But Evernote is also a platform. There are APIs, and more than 10,000 developers have taken advantage of those APIs to extend both Evernote's and their own applications' functionality. Additionally, Evernote recently acquired Skitch, a nifty and useful application that lets you take and annotate screenshots. There's even a version of it for the iPad.
As Libin said: "It's a platform--but it's a platform for the world's memory." The idea is to take your information and make it that much more useful.
All of which begs the question: Where is Evernote heading? And, while we're at it, since both Evernote and Skitch are free (Evernote has a premium version with some added functionality), how does Evernote make money?
Libin joined my colleague David Berlind and me during our most recent Valley View (a monthly, live Web TV show produced in San Francisco) to talk more about what Evernote has become, and what's coming next, especially in the enterprise where the likes of SAP has latched onto the Evernote platform to extend its collaboration software.
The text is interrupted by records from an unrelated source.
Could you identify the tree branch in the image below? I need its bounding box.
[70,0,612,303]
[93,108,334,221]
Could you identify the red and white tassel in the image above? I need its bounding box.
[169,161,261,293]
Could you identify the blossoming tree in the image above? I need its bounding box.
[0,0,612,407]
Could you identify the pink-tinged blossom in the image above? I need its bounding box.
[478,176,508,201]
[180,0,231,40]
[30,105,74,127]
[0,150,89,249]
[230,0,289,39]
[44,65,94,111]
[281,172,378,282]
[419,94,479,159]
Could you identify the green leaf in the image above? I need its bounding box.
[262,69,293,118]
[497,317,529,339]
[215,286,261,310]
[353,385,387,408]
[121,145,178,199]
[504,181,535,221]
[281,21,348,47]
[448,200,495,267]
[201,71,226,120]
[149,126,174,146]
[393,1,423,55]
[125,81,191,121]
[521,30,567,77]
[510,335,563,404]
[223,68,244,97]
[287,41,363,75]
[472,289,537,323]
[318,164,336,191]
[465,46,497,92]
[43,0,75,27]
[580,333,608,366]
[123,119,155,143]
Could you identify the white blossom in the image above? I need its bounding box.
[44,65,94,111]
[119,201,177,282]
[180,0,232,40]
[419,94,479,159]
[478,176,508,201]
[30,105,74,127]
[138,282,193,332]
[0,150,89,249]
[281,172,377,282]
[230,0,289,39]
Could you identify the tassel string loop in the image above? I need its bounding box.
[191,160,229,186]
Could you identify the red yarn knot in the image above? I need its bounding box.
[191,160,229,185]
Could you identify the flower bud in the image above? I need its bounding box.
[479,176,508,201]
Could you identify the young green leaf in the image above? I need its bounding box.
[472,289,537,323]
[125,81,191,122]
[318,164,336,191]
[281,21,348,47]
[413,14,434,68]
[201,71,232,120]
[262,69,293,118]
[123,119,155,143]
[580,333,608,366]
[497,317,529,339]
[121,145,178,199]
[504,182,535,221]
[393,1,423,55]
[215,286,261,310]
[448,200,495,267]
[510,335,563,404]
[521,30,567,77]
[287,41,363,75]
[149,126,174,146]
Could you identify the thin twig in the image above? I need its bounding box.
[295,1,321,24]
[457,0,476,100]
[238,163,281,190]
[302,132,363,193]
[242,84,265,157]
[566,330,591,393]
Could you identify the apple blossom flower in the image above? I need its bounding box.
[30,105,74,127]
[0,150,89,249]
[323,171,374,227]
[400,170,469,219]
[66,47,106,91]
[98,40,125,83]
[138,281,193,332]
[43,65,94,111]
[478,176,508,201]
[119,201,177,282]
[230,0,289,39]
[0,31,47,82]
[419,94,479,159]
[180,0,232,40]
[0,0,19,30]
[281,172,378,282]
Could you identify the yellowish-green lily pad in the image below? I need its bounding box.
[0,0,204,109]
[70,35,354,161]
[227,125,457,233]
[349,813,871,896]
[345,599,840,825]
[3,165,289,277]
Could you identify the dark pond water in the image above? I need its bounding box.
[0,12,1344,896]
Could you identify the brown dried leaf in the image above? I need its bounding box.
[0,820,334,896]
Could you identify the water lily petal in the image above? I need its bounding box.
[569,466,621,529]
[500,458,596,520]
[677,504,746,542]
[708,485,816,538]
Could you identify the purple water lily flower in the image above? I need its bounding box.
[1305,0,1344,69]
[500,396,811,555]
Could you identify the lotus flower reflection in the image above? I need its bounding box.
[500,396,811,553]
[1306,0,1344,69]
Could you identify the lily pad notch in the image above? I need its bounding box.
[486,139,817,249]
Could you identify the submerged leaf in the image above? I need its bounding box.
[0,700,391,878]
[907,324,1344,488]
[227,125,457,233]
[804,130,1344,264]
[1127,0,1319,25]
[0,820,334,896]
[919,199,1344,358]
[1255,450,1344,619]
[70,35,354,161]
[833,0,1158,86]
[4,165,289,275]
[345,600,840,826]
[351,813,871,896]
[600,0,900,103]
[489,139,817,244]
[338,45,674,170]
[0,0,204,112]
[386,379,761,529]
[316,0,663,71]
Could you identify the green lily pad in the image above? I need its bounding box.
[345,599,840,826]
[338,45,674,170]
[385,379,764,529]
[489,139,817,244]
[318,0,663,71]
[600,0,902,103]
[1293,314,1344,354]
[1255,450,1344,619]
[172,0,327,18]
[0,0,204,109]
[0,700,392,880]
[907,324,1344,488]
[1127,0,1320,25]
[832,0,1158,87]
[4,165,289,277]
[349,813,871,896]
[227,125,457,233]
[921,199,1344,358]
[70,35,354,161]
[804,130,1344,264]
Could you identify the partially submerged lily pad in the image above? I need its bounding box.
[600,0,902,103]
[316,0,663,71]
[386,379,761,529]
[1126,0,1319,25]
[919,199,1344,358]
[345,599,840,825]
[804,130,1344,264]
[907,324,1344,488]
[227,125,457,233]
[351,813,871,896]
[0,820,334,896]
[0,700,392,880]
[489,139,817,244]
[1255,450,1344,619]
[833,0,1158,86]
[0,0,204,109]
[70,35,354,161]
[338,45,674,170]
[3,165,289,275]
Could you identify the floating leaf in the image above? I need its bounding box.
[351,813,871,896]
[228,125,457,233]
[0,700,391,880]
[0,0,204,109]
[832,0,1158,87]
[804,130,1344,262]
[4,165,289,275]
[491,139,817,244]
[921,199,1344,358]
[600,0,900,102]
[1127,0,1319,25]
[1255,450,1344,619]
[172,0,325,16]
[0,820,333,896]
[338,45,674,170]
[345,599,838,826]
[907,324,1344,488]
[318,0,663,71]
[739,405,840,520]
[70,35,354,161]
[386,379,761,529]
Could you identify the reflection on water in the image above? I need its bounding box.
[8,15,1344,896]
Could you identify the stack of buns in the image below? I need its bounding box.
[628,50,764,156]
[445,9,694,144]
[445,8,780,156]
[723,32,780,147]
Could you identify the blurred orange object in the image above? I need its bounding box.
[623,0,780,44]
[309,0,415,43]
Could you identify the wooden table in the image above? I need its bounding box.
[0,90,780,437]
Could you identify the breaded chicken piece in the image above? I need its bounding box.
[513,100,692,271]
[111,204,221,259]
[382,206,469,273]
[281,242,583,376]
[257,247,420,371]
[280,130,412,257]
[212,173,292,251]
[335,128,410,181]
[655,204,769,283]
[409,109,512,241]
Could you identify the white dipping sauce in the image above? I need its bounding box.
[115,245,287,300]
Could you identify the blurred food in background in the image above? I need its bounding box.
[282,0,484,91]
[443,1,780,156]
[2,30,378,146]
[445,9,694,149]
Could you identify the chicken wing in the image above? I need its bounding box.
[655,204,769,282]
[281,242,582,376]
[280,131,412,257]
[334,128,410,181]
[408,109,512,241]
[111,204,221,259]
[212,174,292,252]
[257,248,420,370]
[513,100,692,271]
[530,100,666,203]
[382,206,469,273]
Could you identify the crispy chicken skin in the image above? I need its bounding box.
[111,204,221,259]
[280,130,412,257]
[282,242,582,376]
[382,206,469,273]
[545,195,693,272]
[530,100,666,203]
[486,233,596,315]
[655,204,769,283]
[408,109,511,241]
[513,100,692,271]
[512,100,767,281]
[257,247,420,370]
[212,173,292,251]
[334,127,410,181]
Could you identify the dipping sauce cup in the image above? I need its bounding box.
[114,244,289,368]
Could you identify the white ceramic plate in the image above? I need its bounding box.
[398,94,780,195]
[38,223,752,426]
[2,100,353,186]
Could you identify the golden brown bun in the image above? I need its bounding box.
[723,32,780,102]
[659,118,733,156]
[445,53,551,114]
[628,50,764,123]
You can hear what Libin had to say by watching the short video embedded below.
For me, the highlight was that Evernote understands most of its users are professionals (75% use the product both at home and in the office), and that the company must now do more to ensure the product is integrated with IT policies and software.
Libin talks about new products, like Evernote Food, and about one of his favorite Evernote apps, called Expensify (it helps automate expense reports, but also, because of Evernote's capability, it can consolidate all information about an expense--notes about who you ate with, what you ate, what you talked about, and so on). He talks about why he formed the company, and about the business model. He jokes that the model is based on the premise that "'it's more important that you stay than that you pay,' and that's true because it rhymes ... we looked around for a biz model until we found the one that rhymes."